Тетушка Анна приближалась уже к краю углубления берегового хребта, где начиналась тропинка, ведшая к избам, когда, взглянув на Оку, увидела челнок, который быстро удалялся от площадки. В челноке, сколько могла рассмотреть она, сидели две фигуры: нетрудно догадаться, что то были Захар и Гришка. Ей показалось даже, что в ту минуту, как она стала спускаться к избам, один из них начал махать шапкой, как словно прощался с нею или здоровался. Старушка плюнула и поспешила домой: предчувствие чего-то недоброго мгновенно овладело ее душой. Она застала Дуню в страшных слезах и отчаянии. Из слов молодой женщины оказалось, что Захар и Гришка забрали невод и сети и отправились продавать их в Комарево. Чувство радости, пробужденное в сердце старушки весточкою любимого сына, мгновенно исчезло. Так глухою, позднею осенью бледный луч солнца, продравшись неожиданно сквозь мрачно нависнувшие тучи, оживляет на минуту безлиственную чащу маленькой рощи, которая давным-давно между тем ждет отдыха под мягким покровом снега.

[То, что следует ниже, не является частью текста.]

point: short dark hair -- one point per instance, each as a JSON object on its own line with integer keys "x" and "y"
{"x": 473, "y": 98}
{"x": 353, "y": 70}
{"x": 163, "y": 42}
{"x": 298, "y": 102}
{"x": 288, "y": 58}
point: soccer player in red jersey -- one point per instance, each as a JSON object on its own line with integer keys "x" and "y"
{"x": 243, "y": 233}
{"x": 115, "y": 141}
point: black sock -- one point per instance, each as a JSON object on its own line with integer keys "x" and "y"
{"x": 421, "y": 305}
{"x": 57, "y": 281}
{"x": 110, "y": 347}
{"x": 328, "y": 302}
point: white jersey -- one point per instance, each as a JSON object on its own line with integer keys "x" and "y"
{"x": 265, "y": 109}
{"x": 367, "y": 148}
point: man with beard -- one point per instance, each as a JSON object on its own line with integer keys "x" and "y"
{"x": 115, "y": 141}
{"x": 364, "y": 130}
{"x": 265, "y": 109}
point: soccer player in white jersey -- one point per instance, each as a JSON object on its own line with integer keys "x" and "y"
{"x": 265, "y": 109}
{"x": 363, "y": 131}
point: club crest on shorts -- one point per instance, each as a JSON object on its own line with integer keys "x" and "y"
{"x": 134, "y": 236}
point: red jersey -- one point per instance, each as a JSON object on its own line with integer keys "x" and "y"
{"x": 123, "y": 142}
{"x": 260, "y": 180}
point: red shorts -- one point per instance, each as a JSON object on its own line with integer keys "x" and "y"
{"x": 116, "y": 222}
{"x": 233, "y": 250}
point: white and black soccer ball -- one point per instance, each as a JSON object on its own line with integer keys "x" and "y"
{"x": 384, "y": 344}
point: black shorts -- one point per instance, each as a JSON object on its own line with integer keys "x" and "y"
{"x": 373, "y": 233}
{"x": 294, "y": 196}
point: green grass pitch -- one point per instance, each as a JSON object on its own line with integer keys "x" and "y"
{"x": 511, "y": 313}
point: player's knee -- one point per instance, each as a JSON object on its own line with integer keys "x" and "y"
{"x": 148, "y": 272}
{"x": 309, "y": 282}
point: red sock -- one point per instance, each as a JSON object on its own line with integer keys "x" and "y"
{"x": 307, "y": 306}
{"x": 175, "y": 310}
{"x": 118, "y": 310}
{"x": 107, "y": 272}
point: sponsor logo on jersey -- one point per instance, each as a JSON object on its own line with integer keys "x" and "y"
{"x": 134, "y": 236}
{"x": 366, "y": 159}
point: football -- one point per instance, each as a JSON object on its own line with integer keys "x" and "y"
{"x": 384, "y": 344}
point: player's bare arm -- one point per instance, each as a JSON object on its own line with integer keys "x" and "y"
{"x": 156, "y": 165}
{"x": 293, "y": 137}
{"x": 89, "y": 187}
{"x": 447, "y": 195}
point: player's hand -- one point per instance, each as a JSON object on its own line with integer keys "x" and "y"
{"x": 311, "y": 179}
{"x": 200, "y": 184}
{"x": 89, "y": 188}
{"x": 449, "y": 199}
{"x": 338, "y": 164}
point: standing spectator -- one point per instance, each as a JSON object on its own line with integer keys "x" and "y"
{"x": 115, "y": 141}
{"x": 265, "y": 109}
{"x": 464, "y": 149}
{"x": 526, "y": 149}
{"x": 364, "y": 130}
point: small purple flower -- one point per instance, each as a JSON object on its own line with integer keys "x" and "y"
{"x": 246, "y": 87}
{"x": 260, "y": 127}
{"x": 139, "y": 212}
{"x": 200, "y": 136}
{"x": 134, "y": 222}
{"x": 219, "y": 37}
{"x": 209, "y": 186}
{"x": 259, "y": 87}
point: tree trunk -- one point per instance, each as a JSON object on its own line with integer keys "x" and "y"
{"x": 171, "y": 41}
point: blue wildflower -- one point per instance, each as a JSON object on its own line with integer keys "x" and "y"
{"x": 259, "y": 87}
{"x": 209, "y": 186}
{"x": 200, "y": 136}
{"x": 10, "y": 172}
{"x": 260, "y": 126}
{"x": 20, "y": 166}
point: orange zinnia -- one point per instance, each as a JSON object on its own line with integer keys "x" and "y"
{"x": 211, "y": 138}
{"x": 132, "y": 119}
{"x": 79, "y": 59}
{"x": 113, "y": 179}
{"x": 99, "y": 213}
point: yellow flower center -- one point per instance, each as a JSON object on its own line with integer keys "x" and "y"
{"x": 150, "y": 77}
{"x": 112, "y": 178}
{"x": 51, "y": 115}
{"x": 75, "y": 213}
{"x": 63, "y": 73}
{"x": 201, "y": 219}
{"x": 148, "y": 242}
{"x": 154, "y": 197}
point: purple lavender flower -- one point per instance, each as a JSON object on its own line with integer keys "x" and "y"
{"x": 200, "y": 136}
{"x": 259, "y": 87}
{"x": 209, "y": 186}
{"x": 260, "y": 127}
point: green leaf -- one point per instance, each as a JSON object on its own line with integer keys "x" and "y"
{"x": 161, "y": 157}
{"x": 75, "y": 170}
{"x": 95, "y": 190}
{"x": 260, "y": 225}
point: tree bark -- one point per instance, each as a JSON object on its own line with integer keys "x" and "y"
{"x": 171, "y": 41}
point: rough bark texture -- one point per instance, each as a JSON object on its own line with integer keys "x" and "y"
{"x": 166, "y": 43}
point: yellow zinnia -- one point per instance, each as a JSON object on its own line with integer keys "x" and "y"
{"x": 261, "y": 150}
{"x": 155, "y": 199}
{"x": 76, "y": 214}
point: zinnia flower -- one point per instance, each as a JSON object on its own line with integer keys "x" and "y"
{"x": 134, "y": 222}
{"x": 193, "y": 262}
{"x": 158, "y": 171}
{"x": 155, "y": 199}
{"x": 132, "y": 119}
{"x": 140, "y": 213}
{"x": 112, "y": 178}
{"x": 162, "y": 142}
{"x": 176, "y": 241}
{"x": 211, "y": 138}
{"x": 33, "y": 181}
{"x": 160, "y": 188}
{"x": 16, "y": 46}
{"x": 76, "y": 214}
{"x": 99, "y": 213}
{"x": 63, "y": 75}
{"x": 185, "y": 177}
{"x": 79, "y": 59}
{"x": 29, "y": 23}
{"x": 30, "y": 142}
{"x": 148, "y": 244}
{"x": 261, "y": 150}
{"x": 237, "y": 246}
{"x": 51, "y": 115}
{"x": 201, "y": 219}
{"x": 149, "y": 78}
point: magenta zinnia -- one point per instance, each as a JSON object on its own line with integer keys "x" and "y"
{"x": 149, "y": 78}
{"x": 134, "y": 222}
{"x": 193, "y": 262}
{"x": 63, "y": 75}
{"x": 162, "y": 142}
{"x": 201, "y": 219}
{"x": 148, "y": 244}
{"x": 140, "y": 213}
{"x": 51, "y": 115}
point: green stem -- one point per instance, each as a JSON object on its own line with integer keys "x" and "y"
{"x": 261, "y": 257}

Но Гришка был уже на слишком скользкой дороге, чтобы остановиться. Вскоре поразил он тетушку Анну чуть ли не в самую чувствительную часть ее сердца. В один прекрасный день он явился домой и завладел с помощью неизменного друга своего Захара всеми горшками, кочергами, самыми любимыми лагунчиками старушки, - словом, унес всю посуду. В ответ на отчаянные крики и вопли старушки приятели уверили, что с наступлением весны, когда начнется промысел, возвратят ей все горшки и накупят еще много новых, нарочно съездят за ними в Коломну, а не то и в самую Москву.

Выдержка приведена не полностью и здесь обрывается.